Ergueu-se, limpou seu nome, comprou sua casa própria. Saiu da favela, mas nunca a esqueceu. Fundou um projeto para ensinar jovens das comunidades a fazer unhas por um preço acessível, investiu em suas redes sociais e hoje, além de profissional da beleza respeitada, é influenciadora digital, ativista do movimento negro e inspiração para uma multidão.

As periferias transbordam histórias impressionantes, assim como a da Fabiana, de mulheres que, através do empreendedorismo, mudaram as suas vidas e as das gerações futuras. Mas esses relatos não estão sendo contados aqui para construir um discurso meritocrático em um país de desigualdades abissais. Ou para exaltar a força das mulheres, em especial daquelas negras e periféricas, como narrativa de panos quentes em problemas sociais graves. Ou ainda para romantizar a trajetória empreendedora, que supostamente tornaria tudo possível com muito trabalho e afinco. O propósito aqui é a pulga, ou melhor, o besouro Titanus (o maior entre todos os conhecidos pela ​entomologia) atrás da orelha.

Se o “mundo é movido por ideias”, quanta força motriz estamos desperdiçando? Será que estamos fazendo o suficiente para incluir financeira e produtivamente as mulheres, em especial as que compõem minorias? E dando visibilidade às suas histórias e ferramentas para o seu crescimento? Será que estamos permitindo que mais Fabianas sonhem? E que, ao sonhar, não encontrem tantas dificuldades e obstáculos no caminho? Os dados indicam que não.

Segundo o Relatório Especial Empreendedorismo Feminino no Brasil, publicado em 2019 pelo Sebrae, quase metade dos microempreendedores individuais (MEI) no país (48%) são mulheres. Entre os donos de negócio, isto é, pessoas que estão à frente de um negócio (formal ou informal), como empregador ou por conta própria, elas representam 34%. A crescente participação feminina no cenário empreendedor brasileiro, porém, não significa condições equitativas de oportunidades.

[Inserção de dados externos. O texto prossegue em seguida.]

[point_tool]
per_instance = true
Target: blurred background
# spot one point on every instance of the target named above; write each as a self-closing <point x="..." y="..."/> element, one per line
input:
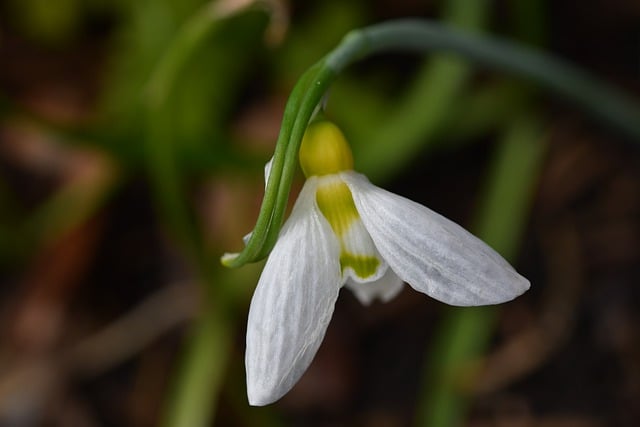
<point x="132" y="140"/>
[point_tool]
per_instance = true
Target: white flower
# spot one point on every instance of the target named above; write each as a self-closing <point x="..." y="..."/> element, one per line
<point x="343" y="230"/>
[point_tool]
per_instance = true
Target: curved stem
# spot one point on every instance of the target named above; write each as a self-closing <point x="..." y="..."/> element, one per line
<point x="603" y="101"/>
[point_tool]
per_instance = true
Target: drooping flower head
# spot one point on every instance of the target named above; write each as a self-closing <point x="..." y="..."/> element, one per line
<point x="343" y="230"/>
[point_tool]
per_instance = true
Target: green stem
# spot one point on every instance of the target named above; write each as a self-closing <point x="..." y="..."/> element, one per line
<point x="599" y="99"/>
<point x="465" y="333"/>
<point x="602" y="101"/>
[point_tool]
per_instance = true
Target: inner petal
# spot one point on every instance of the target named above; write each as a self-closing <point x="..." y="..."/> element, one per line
<point x="359" y="258"/>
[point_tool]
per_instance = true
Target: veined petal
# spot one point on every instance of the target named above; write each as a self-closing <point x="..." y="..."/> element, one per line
<point x="293" y="302"/>
<point x="385" y="288"/>
<point x="431" y="253"/>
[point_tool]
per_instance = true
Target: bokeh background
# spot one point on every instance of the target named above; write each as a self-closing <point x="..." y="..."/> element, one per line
<point x="132" y="140"/>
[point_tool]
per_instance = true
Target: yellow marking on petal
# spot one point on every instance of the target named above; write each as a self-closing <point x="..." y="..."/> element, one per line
<point x="336" y="204"/>
<point x="324" y="150"/>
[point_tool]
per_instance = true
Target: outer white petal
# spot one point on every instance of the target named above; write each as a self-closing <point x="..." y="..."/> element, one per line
<point x="385" y="288"/>
<point x="431" y="253"/>
<point x="293" y="302"/>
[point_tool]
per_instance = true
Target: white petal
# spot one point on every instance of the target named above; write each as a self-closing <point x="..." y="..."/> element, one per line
<point x="293" y="302"/>
<point x="385" y="288"/>
<point x="431" y="253"/>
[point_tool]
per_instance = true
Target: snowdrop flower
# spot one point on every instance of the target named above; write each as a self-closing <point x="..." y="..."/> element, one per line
<point x="343" y="230"/>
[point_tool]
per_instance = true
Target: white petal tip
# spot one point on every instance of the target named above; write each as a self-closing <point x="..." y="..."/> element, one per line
<point x="260" y="398"/>
<point x="228" y="258"/>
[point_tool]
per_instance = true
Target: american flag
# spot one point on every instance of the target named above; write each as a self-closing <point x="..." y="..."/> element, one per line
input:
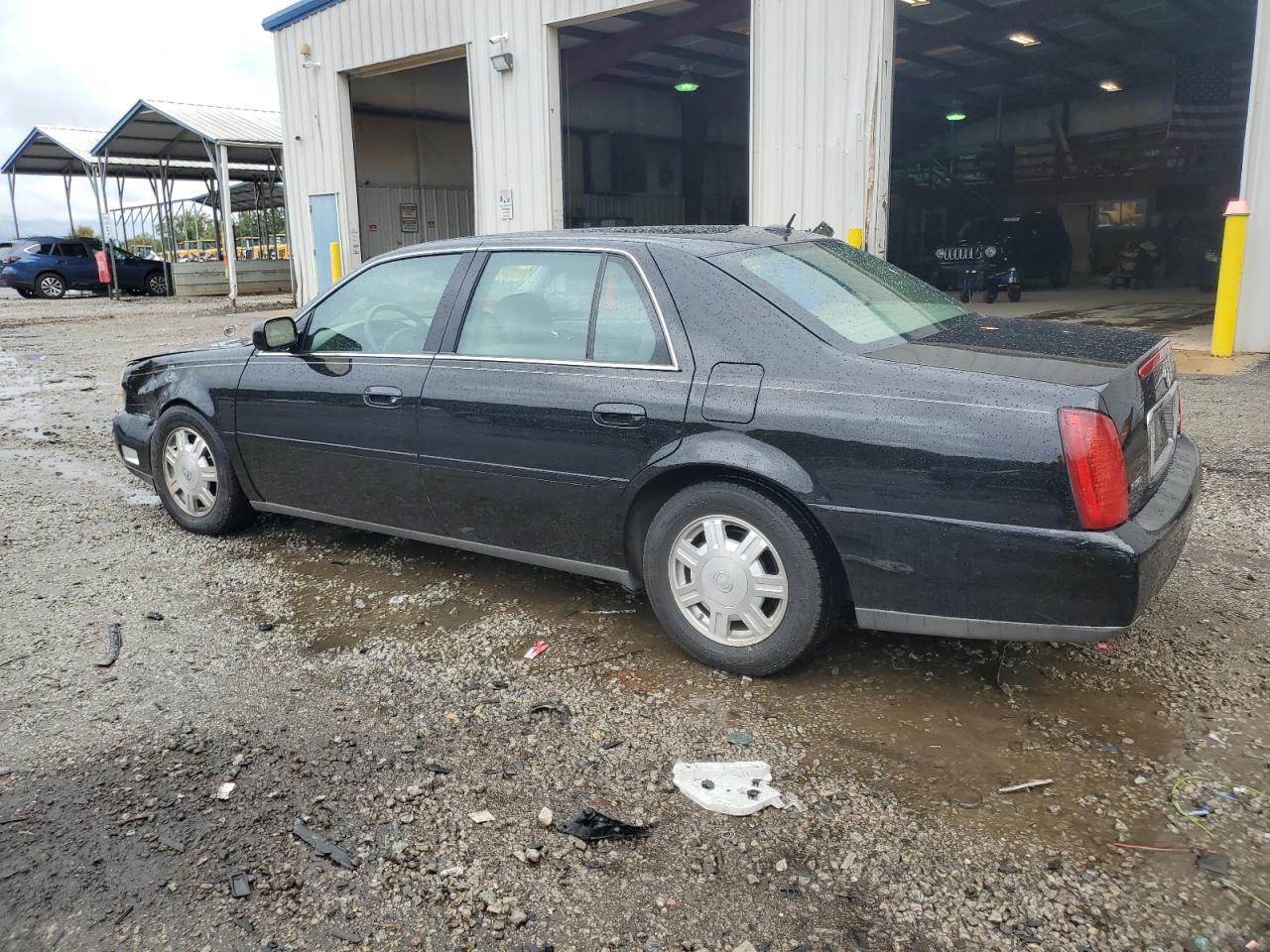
<point x="1210" y="98"/>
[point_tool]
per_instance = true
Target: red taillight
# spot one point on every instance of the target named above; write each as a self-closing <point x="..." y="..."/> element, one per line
<point x="1095" y="463"/>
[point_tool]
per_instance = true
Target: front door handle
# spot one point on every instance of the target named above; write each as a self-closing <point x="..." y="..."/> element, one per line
<point x="382" y="397"/>
<point x="620" y="416"/>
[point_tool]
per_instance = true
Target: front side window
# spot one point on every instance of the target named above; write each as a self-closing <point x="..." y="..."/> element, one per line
<point x="853" y="295"/>
<point x="561" y="306"/>
<point x="385" y="309"/>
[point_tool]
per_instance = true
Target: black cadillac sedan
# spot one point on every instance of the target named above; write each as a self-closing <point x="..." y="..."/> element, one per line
<point x="762" y="428"/>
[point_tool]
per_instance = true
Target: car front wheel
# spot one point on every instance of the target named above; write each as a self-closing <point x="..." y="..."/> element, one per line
<point x="735" y="580"/>
<point x="51" y="286"/>
<point x="193" y="475"/>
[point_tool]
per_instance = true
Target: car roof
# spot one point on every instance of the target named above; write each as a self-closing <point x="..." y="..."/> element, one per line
<point x="699" y="240"/>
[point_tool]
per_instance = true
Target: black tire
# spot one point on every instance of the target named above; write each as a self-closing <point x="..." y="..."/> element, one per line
<point x="1062" y="277"/>
<point x="231" y="509"/>
<point x="813" y="598"/>
<point x="50" y="286"/>
<point x="157" y="285"/>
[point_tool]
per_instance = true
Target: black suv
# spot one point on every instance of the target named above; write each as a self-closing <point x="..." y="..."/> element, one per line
<point x="1002" y="253"/>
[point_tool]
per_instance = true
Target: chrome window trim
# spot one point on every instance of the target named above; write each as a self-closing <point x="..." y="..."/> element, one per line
<point x="590" y="249"/>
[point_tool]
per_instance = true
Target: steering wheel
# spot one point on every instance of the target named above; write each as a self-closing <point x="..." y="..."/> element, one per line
<point x="408" y="320"/>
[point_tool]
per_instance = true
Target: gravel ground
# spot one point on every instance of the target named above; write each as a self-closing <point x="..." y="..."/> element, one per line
<point x="379" y="688"/>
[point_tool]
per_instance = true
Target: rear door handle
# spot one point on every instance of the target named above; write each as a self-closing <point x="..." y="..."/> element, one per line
<point x="381" y="397"/>
<point x="620" y="416"/>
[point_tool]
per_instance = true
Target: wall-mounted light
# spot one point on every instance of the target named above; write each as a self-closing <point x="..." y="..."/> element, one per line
<point x="502" y="60"/>
<point x="688" y="81"/>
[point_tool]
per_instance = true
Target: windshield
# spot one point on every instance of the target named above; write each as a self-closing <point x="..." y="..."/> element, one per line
<point x="856" y="296"/>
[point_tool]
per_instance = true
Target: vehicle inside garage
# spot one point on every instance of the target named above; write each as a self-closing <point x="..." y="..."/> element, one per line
<point x="413" y="153"/>
<point x="656" y="116"/>
<point x="1098" y="141"/>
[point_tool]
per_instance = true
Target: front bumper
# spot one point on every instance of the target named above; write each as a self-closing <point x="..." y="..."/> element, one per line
<point x="948" y="576"/>
<point x="132" y="434"/>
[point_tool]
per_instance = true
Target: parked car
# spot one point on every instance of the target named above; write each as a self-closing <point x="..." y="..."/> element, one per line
<point x="1005" y="253"/>
<point x="758" y="426"/>
<point x="50" y="267"/>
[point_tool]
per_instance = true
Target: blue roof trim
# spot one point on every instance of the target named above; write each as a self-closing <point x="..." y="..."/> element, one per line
<point x="296" y="12"/>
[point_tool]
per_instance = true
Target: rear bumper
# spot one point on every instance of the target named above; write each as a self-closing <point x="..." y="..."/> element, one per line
<point x="132" y="434"/>
<point x="947" y="576"/>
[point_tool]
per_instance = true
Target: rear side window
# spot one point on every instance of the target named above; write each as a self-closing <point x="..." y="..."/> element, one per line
<point x="562" y="306"/>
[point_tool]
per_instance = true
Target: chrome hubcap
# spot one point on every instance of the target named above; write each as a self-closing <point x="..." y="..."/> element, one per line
<point x="728" y="580"/>
<point x="190" y="471"/>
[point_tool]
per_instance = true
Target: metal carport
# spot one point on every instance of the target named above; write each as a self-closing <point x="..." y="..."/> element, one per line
<point x="168" y="134"/>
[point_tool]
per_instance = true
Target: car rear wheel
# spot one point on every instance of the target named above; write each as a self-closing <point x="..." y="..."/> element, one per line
<point x="735" y="579"/>
<point x="51" y="286"/>
<point x="193" y="475"/>
<point x="157" y="285"/>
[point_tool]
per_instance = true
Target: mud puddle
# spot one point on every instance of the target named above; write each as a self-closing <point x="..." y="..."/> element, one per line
<point x="942" y="724"/>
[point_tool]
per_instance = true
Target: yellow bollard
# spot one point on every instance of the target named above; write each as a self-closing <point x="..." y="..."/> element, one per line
<point x="1229" y="277"/>
<point x="336" y="266"/>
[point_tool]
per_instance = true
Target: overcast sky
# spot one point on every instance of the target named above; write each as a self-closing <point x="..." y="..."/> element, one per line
<point x="94" y="61"/>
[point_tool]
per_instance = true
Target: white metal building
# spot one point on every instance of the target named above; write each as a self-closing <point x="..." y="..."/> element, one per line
<point x="416" y="119"/>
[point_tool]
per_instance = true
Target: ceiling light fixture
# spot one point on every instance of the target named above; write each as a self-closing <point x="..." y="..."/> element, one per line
<point x="688" y="81"/>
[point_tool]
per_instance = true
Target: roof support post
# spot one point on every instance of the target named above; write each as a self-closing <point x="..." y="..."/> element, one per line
<point x="13" y="204"/>
<point x="222" y="179"/>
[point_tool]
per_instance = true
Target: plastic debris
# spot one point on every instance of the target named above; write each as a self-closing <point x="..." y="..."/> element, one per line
<point x="735" y="788"/>
<point x="1025" y="784"/>
<point x="1213" y="864"/>
<point x="321" y="846"/>
<point x="113" y="645"/>
<point x="590" y="825"/>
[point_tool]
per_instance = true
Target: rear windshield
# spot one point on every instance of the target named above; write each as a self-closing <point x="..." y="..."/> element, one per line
<point x="853" y="295"/>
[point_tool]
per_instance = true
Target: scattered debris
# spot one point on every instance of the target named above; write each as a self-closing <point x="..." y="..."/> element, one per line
<point x="321" y="846"/>
<point x="737" y="788"/>
<point x="1026" y="784"/>
<point x="113" y="645"/>
<point x="592" y="825"/>
<point x="1213" y="864"/>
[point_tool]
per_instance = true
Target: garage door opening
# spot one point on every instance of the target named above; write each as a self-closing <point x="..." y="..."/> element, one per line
<point x="656" y="116"/>
<point x="413" y="155"/>
<point x="1098" y="141"/>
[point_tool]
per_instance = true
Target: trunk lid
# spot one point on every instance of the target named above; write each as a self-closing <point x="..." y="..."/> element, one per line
<point x="1132" y="373"/>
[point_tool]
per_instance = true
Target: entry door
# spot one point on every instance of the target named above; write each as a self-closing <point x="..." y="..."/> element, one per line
<point x="324" y="217"/>
<point x="330" y="426"/>
<point x="554" y="391"/>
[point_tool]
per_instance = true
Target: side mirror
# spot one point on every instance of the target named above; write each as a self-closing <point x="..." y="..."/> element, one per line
<point x="275" y="334"/>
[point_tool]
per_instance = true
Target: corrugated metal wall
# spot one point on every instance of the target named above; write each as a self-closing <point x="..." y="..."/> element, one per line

Quando o assunto é crédito, por exemplo, mulheres empresárias, que possuem CNPJ, pagam juros maiores que os homens, apesar de a taxa de inadimplência ser menor entre elas —3,7% contra 4,2% entre os homens. E as disparidades não ocorrem apenas entre homens e mulheres. Faz-se essencial levar em consideração também o recorte racial. Ainda segundo levantamento do Sebrae, 35% das mulheres brancas empreendem por necessidade, enquanto esse é o caso para 51% das empreendedoras negras.

Quando o assunto é formalização, apenas 21% das mulheres negras possuem CNPJ, ao passo que a taxa dobra entre as mulheres brancas.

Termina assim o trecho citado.